For many years my family had a vegetable garden in the backyard, which is another thing I miss. There was one year where we grew so many zucchini that we had to beg people to take them off our hands! We’d also had radishes, peas, beans, tomatoes, rhubarb, and many other great vegetables.
What I never really considered was just how cheap it is to grow your own vegetables. And with it being about that time of year for many people to start planting some of their vegetables, I figured it’d be interesting to look into costs and savings. One Wall Street Journal article estimates that the average family with a vegetable garden spends just $70 a year on it and grows an estimated $600 worth of vegetables.

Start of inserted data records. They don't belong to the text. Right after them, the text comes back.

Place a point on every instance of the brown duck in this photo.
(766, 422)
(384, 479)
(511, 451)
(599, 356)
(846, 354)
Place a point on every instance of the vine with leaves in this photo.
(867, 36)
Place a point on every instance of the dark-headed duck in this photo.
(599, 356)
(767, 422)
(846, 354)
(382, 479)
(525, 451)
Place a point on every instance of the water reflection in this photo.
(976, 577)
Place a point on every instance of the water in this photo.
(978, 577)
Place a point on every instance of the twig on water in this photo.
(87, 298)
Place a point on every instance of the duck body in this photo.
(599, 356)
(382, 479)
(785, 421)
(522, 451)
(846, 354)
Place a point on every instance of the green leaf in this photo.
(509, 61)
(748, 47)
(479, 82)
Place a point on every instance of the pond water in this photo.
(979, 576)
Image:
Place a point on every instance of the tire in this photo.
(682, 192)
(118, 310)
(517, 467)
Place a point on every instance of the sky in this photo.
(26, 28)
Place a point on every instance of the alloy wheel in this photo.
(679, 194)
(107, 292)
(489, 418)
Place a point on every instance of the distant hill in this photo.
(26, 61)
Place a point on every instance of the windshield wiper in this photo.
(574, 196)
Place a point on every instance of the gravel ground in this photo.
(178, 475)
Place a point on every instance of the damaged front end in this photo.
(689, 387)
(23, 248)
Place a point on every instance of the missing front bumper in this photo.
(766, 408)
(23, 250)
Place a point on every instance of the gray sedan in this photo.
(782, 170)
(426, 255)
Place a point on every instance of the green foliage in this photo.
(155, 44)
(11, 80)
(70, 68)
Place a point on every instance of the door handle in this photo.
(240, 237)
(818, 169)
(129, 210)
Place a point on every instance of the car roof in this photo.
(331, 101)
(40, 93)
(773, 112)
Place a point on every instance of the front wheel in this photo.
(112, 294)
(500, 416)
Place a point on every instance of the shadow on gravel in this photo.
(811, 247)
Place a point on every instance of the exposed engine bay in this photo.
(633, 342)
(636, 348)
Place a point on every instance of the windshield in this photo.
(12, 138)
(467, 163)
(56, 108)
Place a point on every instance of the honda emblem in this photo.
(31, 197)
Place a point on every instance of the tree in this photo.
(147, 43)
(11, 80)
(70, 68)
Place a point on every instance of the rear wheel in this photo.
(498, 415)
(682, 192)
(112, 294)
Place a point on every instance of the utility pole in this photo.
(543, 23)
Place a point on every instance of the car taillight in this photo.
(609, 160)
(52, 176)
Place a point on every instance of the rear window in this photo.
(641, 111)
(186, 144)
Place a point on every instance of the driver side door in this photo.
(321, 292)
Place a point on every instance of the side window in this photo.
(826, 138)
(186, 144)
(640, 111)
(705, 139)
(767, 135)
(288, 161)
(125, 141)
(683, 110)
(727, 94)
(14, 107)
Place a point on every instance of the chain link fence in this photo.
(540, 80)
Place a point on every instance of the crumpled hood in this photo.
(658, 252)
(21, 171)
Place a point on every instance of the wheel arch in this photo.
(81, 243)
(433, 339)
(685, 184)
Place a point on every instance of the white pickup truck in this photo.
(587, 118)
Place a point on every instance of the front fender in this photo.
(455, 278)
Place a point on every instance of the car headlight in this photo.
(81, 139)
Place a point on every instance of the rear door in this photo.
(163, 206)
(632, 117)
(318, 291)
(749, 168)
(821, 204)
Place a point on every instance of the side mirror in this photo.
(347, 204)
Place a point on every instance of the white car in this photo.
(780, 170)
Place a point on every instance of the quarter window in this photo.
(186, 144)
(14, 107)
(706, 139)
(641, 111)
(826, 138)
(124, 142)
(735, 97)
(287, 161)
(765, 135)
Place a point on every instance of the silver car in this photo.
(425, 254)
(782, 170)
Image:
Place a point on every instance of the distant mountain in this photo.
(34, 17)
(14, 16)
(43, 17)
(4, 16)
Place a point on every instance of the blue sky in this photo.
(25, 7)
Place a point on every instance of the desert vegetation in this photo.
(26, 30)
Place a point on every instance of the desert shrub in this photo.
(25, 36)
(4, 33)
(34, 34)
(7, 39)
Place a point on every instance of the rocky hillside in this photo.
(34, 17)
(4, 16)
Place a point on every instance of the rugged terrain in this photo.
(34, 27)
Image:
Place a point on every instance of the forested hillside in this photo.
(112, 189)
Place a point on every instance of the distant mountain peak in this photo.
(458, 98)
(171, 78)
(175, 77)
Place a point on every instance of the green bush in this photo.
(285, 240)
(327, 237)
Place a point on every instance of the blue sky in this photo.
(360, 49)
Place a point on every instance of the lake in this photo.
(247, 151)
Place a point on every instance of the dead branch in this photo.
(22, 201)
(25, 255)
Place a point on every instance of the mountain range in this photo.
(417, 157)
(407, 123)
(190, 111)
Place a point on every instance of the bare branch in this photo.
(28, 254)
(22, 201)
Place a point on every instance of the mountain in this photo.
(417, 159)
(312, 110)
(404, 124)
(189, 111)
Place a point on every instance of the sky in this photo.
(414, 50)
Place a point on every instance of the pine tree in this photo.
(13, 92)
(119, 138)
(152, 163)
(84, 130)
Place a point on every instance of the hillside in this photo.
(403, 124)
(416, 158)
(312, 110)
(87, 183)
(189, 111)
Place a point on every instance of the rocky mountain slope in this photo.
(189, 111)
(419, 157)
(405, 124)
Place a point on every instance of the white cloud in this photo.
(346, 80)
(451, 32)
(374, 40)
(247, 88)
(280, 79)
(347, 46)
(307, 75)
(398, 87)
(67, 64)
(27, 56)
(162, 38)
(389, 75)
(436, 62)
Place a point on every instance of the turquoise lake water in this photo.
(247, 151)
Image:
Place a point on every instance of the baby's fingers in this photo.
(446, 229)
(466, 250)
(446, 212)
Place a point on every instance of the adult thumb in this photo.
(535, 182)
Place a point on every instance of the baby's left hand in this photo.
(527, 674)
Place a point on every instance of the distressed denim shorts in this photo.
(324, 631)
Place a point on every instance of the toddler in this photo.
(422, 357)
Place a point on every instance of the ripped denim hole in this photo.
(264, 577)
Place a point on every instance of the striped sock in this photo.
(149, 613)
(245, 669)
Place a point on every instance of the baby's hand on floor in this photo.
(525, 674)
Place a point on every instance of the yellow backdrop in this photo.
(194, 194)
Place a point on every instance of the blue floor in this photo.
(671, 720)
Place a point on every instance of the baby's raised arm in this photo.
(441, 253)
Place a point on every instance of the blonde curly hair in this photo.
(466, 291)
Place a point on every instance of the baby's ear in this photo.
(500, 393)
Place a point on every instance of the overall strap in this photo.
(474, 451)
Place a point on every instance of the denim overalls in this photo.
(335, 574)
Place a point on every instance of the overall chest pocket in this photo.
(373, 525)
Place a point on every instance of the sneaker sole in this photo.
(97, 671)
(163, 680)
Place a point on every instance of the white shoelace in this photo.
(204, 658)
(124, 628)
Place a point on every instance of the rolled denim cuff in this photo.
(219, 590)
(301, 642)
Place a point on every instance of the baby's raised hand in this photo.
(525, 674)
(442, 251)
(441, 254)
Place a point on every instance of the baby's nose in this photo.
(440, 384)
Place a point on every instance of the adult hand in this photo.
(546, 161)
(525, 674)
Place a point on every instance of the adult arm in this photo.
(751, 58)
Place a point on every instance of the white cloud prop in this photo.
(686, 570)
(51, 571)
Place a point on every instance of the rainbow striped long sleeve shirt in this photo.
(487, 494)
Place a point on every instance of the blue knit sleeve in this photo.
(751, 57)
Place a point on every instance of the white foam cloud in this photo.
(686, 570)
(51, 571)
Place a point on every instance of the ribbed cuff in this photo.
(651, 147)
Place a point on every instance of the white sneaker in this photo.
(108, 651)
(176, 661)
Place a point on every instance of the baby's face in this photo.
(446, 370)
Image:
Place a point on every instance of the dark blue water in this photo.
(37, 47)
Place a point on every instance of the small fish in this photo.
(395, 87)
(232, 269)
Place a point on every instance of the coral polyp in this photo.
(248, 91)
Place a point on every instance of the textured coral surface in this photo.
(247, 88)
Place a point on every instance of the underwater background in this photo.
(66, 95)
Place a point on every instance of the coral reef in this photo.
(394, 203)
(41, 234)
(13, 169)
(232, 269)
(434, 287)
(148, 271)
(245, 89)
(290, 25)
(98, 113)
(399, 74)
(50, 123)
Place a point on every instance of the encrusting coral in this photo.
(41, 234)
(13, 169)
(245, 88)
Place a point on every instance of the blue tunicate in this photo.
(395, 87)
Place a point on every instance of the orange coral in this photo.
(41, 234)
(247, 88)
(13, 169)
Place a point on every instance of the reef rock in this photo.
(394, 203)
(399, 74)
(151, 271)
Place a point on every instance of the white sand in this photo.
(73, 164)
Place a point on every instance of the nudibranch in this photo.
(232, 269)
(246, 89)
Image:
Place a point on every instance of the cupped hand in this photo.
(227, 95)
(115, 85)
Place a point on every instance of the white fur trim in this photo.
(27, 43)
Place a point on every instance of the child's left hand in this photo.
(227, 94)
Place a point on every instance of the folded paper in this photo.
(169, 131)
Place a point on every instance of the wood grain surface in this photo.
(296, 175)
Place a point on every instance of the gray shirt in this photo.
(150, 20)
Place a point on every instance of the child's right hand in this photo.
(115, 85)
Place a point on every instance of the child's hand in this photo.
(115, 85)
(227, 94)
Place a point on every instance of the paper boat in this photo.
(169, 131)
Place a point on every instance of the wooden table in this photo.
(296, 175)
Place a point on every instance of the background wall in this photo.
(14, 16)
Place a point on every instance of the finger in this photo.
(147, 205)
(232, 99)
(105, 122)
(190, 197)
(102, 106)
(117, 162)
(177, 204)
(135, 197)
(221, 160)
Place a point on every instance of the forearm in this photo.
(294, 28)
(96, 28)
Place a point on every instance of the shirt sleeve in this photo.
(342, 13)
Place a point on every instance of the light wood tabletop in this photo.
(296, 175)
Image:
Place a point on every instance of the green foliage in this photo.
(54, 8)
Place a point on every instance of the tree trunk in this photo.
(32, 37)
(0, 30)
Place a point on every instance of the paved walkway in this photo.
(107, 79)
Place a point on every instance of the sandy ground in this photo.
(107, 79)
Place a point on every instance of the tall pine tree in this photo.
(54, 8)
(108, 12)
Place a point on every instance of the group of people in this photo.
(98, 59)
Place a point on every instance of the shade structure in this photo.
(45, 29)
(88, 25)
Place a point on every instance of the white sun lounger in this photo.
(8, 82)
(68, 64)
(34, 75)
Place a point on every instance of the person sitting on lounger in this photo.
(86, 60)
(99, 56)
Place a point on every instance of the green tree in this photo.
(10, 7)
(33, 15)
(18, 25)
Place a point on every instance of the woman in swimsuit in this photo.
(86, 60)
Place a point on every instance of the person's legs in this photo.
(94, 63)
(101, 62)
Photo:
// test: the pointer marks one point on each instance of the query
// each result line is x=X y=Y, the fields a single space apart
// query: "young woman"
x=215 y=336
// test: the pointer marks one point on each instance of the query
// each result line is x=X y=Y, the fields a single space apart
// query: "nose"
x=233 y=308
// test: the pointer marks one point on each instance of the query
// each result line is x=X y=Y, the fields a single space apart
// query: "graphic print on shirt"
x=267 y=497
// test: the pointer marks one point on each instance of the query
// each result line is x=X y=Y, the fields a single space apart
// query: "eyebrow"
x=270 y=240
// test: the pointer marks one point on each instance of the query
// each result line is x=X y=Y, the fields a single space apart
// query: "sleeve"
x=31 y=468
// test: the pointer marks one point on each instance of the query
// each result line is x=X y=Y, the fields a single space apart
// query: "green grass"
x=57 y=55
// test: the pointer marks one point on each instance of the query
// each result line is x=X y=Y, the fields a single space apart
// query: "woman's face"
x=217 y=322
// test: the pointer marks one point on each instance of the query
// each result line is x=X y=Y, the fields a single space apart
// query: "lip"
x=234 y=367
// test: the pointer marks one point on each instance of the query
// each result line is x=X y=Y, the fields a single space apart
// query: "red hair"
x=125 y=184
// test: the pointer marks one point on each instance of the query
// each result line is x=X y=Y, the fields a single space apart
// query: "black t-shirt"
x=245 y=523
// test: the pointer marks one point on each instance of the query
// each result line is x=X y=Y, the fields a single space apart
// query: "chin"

That’s insane! That means for every dollar of crops that you plant, you could get an average of about $8.57 worth of food in return.
Let’s put that into perspective in another way. An average tomato plant costs somewhere around $3, and could yield upwards of 20 lbs. of tomatoes throughout the season (these are rough estimates, but will work for our purposes). When I went to the grocery store earlier today, tomatoes were being sold for about $1.75 per pound. That means you’re getting almost 10 times the amount of tomatoes for your money in growing them versus buying them.
Of course, you also have to consider the work that you put into planting and maintaining your garden. Saving money probably shouldn’t be the reason you decide to plant a vegetable garden. You need to enjoy being outside and actually doing the work to reap the rewards. You can’t just quit halfway through, otherwise you’ll wind up with a lot of dead plants and wasted energy.
How many of you plant vegetable gardens for the summer?